ALBERTO FRANCESCO DE FLONCEL

Avvocato al Parlamento di Parigi

CENSOR REALE

Fra gli Arcadi di Roma Flangone Itomense1.


ALLORA quando, Illustrissimo Signore, mi fu scritta in Venezia la nuova, ch’io doveva venire in Francia, questa mi venne accompagnata con lettere, che mi hanno colmato di buona speranza e di vera consolazione. Mi dicevano, che io non ci venia sconosciuto, che le opere mie stampate erano a Parigi in qualche riputazione, che avrei qui ritrovati de’ Protettori e de’ buoni Amici, de’ buoni amatori e conoscitori della lingua e della letteratura Italiana, e fra questi mi fu nominata principalmente l’amabilissima e rispettabile Persona vostra, con termini ed espressioni così distinte, che mi hanno fatto anteporre il piacer di conoscervi ad ogn’altro bene, che poteva lusingarmi di dover godere a Parigi. Voi qui, (mi dicevano) ritroverete Monsieur de Floncel, persona distinta, di merito, di talento, di erudizione, che vi ama senza conoscervi, che ama le opere vostre, e che è stato il primo a farle conoscere in questa Città di Parigi, che le intende perfettamente, e che col credito e colla riputazione, ch’Egli ha fra le persone di lettere, vi ha fatto il maggior bene, il maggior vantaggio del mondo.
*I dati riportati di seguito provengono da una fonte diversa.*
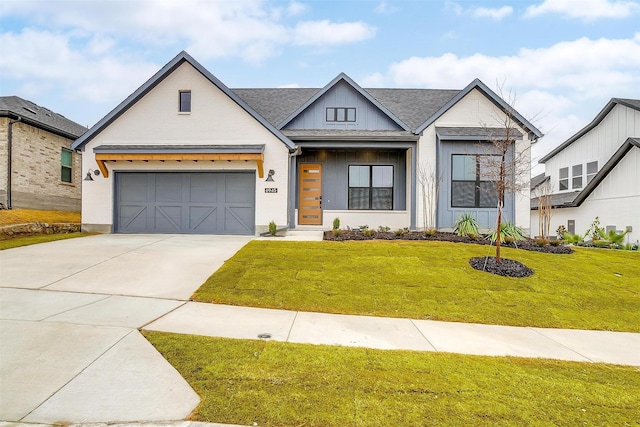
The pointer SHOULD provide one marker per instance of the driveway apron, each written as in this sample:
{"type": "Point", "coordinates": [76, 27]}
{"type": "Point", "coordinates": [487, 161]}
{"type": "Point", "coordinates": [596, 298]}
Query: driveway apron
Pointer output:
{"type": "Point", "coordinates": [69, 317]}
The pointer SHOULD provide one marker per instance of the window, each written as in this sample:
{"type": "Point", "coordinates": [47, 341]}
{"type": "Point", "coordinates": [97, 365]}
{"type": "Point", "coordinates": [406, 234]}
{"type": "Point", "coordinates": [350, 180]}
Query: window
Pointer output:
{"type": "Point", "coordinates": [185, 101]}
{"type": "Point", "coordinates": [592, 170]}
{"type": "Point", "coordinates": [66, 162]}
{"type": "Point", "coordinates": [341, 114]}
{"type": "Point", "coordinates": [371, 187]}
{"type": "Point", "coordinates": [471, 185]}
{"type": "Point", "coordinates": [576, 174]}
{"type": "Point", "coordinates": [564, 178]}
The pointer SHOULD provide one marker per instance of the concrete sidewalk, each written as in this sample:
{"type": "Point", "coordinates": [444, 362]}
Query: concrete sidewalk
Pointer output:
{"type": "Point", "coordinates": [401, 334]}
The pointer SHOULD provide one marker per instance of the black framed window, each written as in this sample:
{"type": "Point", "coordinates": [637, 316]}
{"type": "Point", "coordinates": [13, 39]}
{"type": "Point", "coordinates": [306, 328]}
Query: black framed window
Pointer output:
{"type": "Point", "coordinates": [592, 170]}
{"type": "Point", "coordinates": [66, 165]}
{"type": "Point", "coordinates": [576, 176]}
{"type": "Point", "coordinates": [335, 114]}
{"type": "Point", "coordinates": [371, 187]}
{"type": "Point", "coordinates": [185, 101]}
{"type": "Point", "coordinates": [563, 176]}
{"type": "Point", "coordinates": [471, 183]}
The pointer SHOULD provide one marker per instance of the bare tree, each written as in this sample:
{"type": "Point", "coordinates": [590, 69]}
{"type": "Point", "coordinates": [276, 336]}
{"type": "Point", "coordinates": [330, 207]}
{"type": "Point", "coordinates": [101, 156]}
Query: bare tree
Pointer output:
{"type": "Point", "coordinates": [506, 167]}
{"type": "Point", "coordinates": [429, 182]}
{"type": "Point", "coordinates": [543, 195]}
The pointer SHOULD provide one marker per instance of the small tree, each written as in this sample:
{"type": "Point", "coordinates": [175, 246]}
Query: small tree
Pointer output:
{"type": "Point", "coordinates": [510, 172]}
{"type": "Point", "coordinates": [543, 196]}
{"type": "Point", "coordinates": [429, 182]}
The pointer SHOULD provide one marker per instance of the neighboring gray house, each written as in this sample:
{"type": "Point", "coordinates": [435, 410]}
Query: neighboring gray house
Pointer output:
{"type": "Point", "coordinates": [186, 154]}
{"type": "Point", "coordinates": [38, 170]}
{"type": "Point", "coordinates": [596, 173]}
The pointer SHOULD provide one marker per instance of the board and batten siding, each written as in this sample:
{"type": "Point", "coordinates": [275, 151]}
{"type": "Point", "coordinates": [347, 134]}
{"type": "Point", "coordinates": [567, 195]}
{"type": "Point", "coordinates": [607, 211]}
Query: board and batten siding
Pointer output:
{"type": "Point", "coordinates": [616, 202]}
{"type": "Point", "coordinates": [599, 144]}
{"type": "Point", "coordinates": [474, 110]}
{"type": "Point", "coordinates": [368, 116]}
{"type": "Point", "coordinates": [335, 173]}
{"type": "Point", "coordinates": [215, 119]}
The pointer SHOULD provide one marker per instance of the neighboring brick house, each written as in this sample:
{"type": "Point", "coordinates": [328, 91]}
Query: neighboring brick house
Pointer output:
{"type": "Point", "coordinates": [38, 170]}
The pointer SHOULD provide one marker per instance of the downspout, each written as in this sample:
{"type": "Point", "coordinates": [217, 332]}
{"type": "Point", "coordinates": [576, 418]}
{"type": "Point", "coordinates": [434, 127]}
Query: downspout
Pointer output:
{"type": "Point", "coordinates": [9, 148]}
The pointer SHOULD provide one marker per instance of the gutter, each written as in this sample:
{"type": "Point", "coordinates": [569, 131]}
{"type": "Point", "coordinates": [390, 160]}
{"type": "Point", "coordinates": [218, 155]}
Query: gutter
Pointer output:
{"type": "Point", "coordinates": [9, 149]}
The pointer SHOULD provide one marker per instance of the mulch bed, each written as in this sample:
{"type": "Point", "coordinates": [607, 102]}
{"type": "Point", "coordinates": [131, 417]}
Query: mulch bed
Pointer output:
{"type": "Point", "coordinates": [527, 244]}
{"type": "Point", "coordinates": [507, 267]}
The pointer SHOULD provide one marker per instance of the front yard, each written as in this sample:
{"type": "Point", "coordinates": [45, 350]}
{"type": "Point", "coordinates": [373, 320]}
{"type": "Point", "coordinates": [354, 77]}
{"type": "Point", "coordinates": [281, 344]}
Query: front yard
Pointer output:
{"type": "Point", "coordinates": [590, 289]}
{"type": "Point", "coordinates": [269, 383]}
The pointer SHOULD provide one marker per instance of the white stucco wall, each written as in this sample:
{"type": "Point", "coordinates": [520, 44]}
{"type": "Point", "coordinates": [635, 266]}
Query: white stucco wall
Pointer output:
{"type": "Point", "coordinates": [215, 119]}
{"type": "Point", "coordinates": [475, 110]}
{"type": "Point", "coordinates": [616, 201]}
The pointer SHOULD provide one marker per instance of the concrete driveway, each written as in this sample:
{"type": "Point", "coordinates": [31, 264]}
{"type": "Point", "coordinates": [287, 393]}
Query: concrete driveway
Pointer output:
{"type": "Point", "coordinates": [69, 317]}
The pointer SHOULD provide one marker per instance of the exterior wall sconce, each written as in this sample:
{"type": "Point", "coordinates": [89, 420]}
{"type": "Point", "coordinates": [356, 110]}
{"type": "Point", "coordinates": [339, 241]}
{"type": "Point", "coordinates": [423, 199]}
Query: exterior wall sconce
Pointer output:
{"type": "Point", "coordinates": [270, 175]}
{"type": "Point", "coordinates": [89, 172]}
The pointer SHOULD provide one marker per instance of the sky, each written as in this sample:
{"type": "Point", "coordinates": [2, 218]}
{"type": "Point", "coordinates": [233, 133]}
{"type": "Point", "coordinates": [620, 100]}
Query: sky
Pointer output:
{"type": "Point", "coordinates": [559, 61]}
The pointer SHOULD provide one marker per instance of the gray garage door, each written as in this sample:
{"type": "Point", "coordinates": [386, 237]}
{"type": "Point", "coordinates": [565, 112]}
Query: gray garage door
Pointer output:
{"type": "Point", "coordinates": [186, 203]}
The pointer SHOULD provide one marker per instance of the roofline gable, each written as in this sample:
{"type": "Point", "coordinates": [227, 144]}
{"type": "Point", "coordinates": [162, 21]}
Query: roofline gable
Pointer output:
{"type": "Point", "coordinates": [595, 122]}
{"type": "Point", "coordinates": [156, 79]}
{"type": "Point", "coordinates": [354, 85]}
{"type": "Point", "coordinates": [606, 169]}
{"type": "Point", "coordinates": [493, 97]}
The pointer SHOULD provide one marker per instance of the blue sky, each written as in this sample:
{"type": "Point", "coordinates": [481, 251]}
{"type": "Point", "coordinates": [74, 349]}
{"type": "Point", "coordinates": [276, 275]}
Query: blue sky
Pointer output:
{"type": "Point", "coordinates": [563, 59]}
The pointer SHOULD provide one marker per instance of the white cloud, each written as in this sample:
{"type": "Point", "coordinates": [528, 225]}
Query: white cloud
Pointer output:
{"type": "Point", "coordinates": [552, 84]}
{"type": "Point", "coordinates": [496, 13]}
{"type": "Point", "coordinates": [588, 10]}
{"type": "Point", "coordinates": [326, 33]}
{"type": "Point", "coordinates": [385, 8]}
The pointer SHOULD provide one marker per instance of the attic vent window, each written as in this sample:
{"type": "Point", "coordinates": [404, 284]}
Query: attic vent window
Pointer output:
{"type": "Point", "coordinates": [335, 114]}
{"type": "Point", "coordinates": [185, 101]}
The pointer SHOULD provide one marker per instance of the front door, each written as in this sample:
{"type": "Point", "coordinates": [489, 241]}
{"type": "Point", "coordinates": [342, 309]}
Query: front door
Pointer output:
{"type": "Point", "coordinates": [310, 195]}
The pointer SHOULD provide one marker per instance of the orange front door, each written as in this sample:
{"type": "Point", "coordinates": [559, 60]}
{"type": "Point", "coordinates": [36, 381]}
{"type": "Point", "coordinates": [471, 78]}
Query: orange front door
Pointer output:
{"type": "Point", "coordinates": [310, 195]}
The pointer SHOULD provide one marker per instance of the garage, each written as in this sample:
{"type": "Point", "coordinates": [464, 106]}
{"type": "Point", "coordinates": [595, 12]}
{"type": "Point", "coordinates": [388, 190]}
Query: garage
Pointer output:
{"type": "Point", "coordinates": [185, 202]}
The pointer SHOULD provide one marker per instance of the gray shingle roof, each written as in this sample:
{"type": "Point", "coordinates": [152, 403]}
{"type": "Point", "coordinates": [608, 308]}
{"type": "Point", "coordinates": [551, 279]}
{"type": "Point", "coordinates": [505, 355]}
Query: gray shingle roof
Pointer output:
{"type": "Point", "coordinates": [40, 117]}
{"type": "Point", "coordinates": [412, 106]}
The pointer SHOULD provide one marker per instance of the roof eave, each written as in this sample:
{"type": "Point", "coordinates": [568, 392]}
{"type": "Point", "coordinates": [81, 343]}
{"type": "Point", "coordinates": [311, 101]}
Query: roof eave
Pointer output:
{"type": "Point", "coordinates": [477, 83]}
{"type": "Point", "coordinates": [156, 79]}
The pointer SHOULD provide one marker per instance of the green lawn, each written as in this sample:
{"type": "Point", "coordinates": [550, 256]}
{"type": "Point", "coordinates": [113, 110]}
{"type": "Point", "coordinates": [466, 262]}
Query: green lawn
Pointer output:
{"type": "Point", "coordinates": [282, 384]}
{"type": "Point", "coordinates": [590, 289]}
{"type": "Point", "coordinates": [15, 242]}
Voi (seguitavano a dirmi) Voi conoscerete un Francese, che fa onore grandissimo alla nostra Italia, che ha una sontuosa ricchissima Biblioteca Italiana, di più di diecimila Volumi, e i più rari, e i più scelti, acquistati col lungo travaglio di quarant’anni con grandissima spesa, con cognizione perfetta del buono, del meglio,

  1. Questa lettera di dedica fu stampata la prima volta l’anno 1763, nel t. IX dell’ed. Pitteri di Venezia.